Ses copines sont attablées à la terrasse d'un café. Elles sont deux, à prendre le soleil un verre de bière à la main. Elles lui ont gardé un siège, elle s'y assoit.

Leurs yeux sont rivés sur moi. Je m'ébroue, et prend place sur le rebord d'une chaise restée vide, autour de la table. Je les observe à mon tour. Elles se ressemblent. Même âge, la trentaine. Même dégaine, nonchalante. Je jette un coup d'oeil circulaire à la terrasse, que des femmes. « T'as vu ? Que des meufs ! La belle vie ! »

Ma voisine de droite esquisse un coup de coude amical dans ma direction, et poursuit, en me regardant : « Tu viens de chez les musclors ? Ils ont résolu le mystère de la vie ? »

Toutes rient.
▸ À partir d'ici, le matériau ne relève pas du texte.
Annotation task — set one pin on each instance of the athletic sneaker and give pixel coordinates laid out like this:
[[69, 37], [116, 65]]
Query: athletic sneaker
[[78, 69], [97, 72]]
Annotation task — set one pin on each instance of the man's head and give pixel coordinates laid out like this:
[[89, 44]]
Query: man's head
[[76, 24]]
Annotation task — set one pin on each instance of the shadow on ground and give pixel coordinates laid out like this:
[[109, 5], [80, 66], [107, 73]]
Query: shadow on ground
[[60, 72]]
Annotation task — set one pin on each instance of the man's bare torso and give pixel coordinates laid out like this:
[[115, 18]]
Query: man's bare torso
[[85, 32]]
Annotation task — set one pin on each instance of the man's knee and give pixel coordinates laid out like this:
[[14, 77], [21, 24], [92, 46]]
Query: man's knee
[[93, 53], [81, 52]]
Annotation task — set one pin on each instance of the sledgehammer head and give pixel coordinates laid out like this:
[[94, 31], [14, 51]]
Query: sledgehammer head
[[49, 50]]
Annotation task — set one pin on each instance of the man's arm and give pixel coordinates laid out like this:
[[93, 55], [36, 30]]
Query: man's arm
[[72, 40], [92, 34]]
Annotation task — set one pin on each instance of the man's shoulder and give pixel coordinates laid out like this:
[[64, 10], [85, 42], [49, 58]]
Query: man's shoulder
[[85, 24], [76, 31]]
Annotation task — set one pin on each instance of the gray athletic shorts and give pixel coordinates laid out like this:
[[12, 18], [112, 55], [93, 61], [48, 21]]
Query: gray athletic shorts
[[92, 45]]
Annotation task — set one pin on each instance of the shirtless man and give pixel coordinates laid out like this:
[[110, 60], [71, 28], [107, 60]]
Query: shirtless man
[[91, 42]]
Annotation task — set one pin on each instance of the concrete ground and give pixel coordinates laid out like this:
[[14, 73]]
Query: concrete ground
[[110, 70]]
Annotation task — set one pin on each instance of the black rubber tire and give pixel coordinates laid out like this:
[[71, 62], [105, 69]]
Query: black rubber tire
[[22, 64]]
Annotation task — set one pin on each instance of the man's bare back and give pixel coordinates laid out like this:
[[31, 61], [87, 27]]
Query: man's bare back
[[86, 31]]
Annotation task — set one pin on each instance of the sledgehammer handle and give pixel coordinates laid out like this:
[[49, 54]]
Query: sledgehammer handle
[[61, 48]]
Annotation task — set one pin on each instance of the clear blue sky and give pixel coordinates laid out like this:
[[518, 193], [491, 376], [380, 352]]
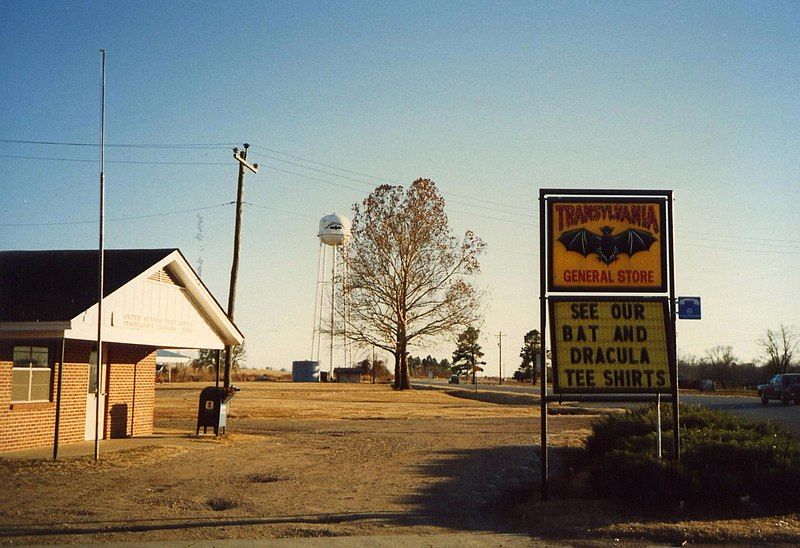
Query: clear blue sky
[[491, 100]]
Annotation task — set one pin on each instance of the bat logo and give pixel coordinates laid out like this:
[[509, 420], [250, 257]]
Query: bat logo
[[606, 246]]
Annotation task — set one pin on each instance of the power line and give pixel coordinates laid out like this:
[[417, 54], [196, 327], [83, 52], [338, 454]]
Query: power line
[[129, 218], [144, 162], [207, 146], [122, 145], [378, 178]]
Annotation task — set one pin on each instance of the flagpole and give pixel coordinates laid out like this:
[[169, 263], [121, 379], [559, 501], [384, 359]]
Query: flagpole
[[99, 364]]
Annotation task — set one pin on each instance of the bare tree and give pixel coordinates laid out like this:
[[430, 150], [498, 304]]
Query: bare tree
[[778, 348], [408, 275], [721, 355]]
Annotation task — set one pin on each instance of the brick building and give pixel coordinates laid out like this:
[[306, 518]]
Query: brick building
[[48, 332]]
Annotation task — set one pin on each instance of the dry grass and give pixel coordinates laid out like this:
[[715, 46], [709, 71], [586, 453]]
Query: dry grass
[[260, 400]]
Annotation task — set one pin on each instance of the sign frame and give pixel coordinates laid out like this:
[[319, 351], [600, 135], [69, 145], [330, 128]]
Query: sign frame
[[669, 342], [607, 197], [547, 196]]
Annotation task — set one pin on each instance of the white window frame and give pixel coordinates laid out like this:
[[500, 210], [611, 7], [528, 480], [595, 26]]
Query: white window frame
[[30, 371]]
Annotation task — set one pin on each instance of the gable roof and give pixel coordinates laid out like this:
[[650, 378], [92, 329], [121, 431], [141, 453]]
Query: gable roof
[[56, 292], [47, 286]]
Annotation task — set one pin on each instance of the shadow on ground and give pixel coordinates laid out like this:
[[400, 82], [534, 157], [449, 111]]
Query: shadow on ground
[[498, 490]]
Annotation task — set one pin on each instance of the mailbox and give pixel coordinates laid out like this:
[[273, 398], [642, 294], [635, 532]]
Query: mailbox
[[213, 408]]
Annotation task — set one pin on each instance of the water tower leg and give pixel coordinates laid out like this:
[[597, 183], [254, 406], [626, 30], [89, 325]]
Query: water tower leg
[[314, 331], [333, 303]]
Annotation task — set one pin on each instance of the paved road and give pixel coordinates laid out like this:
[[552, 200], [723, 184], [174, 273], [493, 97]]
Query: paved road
[[746, 406]]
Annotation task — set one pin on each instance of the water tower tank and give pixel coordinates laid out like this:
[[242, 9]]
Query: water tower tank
[[305, 371], [334, 229]]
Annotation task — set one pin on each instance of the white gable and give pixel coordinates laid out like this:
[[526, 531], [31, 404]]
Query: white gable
[[166, 306]]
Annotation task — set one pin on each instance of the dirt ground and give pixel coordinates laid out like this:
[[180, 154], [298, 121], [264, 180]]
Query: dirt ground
[[325, 460]]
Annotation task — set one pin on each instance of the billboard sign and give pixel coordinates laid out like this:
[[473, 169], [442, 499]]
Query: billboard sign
[[689, 308], [607, 244], [611, 345]]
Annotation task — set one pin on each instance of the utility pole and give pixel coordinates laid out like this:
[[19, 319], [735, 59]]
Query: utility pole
[[500, 345], [98, 418], [241, 157]]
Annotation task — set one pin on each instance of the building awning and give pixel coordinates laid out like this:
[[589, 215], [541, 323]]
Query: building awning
[[151, 297]]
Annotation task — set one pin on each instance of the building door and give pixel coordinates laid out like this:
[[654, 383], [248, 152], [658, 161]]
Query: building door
[[91, 398]]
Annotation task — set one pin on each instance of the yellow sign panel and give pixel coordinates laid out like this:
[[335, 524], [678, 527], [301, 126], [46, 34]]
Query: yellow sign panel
[[607, 244], [619, 345]]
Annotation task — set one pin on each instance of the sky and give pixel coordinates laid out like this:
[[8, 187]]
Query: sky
[[492, 101]]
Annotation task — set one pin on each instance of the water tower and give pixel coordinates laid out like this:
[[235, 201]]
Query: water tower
[[334, 233]]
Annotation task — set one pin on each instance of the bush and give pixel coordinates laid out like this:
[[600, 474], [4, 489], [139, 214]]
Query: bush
[[724, 460]]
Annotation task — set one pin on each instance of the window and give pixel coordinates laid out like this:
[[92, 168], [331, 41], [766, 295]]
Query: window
[[30, 375]]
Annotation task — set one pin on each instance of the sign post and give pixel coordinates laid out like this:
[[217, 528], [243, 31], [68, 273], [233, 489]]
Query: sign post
[[607, 288]]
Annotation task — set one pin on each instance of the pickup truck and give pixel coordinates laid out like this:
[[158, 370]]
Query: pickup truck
[[783, 387]]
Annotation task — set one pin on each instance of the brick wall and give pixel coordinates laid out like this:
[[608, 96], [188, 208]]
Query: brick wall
[[131, 391], [129, 404]]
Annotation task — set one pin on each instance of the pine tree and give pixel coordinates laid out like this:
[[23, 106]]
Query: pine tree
[[467, 352], [530, 349]]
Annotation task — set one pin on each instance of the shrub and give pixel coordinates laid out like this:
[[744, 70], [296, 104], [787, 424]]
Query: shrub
[[724, 460]]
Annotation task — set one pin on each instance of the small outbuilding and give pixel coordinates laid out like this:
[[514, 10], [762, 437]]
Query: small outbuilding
[[167, 360], [347, 374], [152, 300]]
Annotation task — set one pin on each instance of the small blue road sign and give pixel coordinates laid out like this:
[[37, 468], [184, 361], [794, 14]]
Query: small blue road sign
[[689, 308]]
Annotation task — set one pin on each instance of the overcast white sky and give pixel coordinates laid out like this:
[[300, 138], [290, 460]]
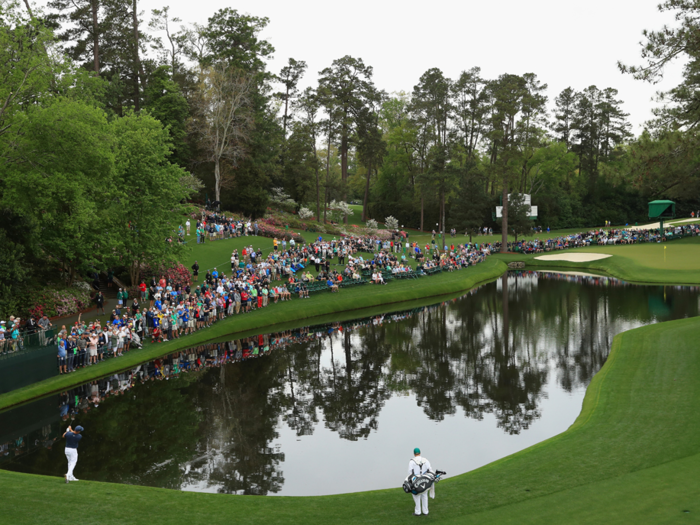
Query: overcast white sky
[[565, 43]]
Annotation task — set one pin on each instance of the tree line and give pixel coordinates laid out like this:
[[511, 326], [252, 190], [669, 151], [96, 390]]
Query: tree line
[[98, 96]]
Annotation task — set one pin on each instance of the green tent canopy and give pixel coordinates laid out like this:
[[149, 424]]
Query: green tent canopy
[[662, 210]]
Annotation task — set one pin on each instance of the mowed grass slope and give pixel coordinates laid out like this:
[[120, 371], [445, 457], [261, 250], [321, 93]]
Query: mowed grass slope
[[350, 302], [632, 456], [674, 262]]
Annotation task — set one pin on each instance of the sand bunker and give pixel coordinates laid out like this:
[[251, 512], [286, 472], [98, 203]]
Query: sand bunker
[[573, 257], [656, 225]]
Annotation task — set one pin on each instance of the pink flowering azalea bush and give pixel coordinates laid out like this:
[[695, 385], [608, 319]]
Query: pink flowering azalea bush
[[176, 273], [60, 302]]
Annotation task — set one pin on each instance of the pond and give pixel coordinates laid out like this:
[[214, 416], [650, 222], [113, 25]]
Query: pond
[[339, 408]]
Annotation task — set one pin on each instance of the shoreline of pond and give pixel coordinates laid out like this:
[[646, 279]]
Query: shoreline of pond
[[351, 302]]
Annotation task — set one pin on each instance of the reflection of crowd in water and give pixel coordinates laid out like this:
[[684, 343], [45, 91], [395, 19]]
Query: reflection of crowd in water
[[80, 400], [598, 280]]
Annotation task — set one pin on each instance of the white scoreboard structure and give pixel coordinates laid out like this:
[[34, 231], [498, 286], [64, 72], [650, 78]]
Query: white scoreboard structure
[[528, 200]]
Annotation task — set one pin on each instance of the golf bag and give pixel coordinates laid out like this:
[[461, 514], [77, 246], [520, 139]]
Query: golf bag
[[136, 340], [418, 484]]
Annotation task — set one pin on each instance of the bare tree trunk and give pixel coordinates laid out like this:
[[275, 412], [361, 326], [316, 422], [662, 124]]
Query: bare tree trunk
[[29, 9], [504, 221], [421, 213], [95, 38], [364, 202], [318, 186], [328, 172], [443, 228], [217, 179], [137, 61], [344, 163]]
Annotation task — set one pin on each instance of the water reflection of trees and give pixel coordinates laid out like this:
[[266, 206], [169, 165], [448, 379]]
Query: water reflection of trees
[[490, 353]]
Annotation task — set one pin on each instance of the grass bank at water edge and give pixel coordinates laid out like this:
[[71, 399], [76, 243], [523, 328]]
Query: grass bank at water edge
[[672, 263], [632, 456], [348, 303]]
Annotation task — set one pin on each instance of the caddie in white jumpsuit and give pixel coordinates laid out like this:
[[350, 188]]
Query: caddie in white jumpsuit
[[73, 437], [419, 466]]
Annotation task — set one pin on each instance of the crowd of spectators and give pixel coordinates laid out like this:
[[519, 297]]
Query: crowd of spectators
[[168, 310]]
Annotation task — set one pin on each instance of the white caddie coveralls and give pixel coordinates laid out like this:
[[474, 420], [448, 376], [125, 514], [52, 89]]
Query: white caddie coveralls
[[419, 466]]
Puis leurs regards se croisent et elles redeviennent sérieuses. Ma camarade prend la parole : « C'est officiel, elle est bien partie. Elle a pris le bateau. Je viens d'aller vérifier directement auprès de la compagnie. »

Un soupir triste parcourt l'assemblée, elles regardent ma chaise restée inoccupée, et je me garde bien d'intervenir. « La Californie, la Silicon Valley, tout ça sonne tellement Vieux Monde ! »

Ma voisine de gauche semble plus compréhensive : « En même temps c'est vrai que des fois on s'ennuie par ici. On fait nos heures pour la communauté, on dessine, on écrit, on jardine, on organise la vie collective. On tourne quand même franchement en rond.

— Mais de là à aller jouer avec les savants fou du clonage et de l'immortalité, sans moi ! On va vers la fin de l'humanité, je comprend bien que ça puisse titiller certains, mais les expériences qu'ils doivent mener là- bas, nourris au désespoir, ça me terrifie !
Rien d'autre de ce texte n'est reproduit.